Another challenge is the facilities themselves. Modern office facilities will often have relatively open layouts. Many filled with cubes, but relatively open from an RF perspective. School buildings, at least in the US, often feature steel girder construction and enclosed classrooms. Sounds a lot like a faraday cage, not the easiest place in the world to deploy wireless services.
So, how does Extreme help build better networks for education? Well, we do it in much the same way we build better networks for the enterprise and data center – we start with solid hardware designed by the best engineers in the industry around the best possible merchant silicon. While others may use some of the same merchant silicon, the overall products are quite different – Macbook Airs and Chromebooks all use x86 silicon, but they are very different. We also try to reduce power consumption where we can, not just because it saves money, but also because it is the right thing to do. We have more details on this in the whitepaper, Delivering a Greener Campus.
Another thing we do different that really is special is ExtremeXOS, the network operating system that powers every Extreme switch from the Summit X430 to our flagship BlackDiamond X8. Built on a Linux core, XOS is robust, modular and designed from the ground up to be easy to use. Many others claim a single OS across their product lines, but the reality is often different. Different versions, different trains of code, different branches.

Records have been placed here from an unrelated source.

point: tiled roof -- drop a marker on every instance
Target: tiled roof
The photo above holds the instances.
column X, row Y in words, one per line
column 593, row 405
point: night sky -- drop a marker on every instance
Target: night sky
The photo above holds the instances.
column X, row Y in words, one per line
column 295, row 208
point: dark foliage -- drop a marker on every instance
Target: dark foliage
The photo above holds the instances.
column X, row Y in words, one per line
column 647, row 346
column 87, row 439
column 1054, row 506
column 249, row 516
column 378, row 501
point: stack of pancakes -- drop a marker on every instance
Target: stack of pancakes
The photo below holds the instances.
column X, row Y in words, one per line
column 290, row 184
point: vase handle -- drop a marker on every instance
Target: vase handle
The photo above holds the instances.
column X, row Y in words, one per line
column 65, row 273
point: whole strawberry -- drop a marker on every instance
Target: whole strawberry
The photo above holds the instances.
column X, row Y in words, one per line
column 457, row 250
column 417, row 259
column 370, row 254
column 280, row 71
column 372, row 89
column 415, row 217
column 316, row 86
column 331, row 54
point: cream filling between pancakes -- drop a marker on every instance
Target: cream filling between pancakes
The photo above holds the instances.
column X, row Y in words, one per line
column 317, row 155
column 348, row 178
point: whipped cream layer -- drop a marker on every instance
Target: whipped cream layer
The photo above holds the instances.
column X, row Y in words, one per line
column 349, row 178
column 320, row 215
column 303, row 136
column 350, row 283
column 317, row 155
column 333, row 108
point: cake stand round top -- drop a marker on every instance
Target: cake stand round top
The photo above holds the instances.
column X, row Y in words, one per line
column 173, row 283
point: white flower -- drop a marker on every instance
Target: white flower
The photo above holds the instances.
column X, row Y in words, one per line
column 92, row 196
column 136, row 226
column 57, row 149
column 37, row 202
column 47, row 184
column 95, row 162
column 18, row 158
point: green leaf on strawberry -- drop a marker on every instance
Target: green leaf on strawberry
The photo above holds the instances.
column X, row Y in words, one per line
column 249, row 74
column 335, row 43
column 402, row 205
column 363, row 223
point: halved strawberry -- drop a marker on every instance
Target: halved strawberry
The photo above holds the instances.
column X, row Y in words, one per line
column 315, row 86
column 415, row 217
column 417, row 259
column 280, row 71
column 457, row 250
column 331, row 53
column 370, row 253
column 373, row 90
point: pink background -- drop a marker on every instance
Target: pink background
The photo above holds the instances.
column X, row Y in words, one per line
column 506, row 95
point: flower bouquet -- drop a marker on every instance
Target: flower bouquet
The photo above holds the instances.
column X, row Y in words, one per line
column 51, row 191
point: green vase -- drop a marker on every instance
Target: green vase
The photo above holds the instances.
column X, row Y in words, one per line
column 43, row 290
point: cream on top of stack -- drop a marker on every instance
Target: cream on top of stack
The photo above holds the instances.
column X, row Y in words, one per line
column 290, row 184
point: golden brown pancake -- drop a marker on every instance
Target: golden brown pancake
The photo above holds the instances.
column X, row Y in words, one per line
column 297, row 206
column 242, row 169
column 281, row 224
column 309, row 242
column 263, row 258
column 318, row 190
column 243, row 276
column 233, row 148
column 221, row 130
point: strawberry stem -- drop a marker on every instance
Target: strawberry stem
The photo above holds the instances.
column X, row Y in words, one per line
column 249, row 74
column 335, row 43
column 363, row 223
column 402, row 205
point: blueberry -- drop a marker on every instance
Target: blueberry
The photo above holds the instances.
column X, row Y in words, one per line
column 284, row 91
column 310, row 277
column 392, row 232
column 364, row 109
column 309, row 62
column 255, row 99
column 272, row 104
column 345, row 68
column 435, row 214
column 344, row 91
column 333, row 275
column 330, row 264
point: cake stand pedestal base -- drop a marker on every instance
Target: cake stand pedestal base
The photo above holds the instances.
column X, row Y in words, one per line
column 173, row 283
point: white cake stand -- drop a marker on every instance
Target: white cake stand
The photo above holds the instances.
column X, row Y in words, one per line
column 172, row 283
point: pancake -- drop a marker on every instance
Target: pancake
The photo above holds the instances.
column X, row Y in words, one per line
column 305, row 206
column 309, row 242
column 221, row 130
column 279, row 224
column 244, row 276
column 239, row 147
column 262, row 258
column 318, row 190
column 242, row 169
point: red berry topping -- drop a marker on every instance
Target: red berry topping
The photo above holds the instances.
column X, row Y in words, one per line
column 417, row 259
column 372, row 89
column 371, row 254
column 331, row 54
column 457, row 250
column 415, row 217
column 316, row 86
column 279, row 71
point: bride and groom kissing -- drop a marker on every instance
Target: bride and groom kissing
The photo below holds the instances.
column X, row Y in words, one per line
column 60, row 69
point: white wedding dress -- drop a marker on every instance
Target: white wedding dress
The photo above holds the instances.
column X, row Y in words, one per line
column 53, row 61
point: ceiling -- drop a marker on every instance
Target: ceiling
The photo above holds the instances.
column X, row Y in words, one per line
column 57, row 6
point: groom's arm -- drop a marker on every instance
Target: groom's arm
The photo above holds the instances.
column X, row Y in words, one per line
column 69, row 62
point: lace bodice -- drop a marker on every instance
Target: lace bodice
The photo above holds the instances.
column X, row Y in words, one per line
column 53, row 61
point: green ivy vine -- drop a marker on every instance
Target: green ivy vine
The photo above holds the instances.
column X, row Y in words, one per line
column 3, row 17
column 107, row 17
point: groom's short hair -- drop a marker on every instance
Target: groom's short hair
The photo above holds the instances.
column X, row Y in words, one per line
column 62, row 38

Our wireless architecture is also different and better. We have separated the control and data planes, removing controller backhaul bottlenecks that so often plague other wireless architectures. With big chunks of the user population moving to different access points after every class, this is important.
Finally, we deploy access points that make network deployments faster and easier. One example is the high performance yet compact Altitude 4511 Snap In access point. With a unique form factor that allows the access point to literally snap into place when deployed in place of a standard Ethernet puck, installing an Altitude 4511 can literally be done in a couple minutes with little more than a screwdriver.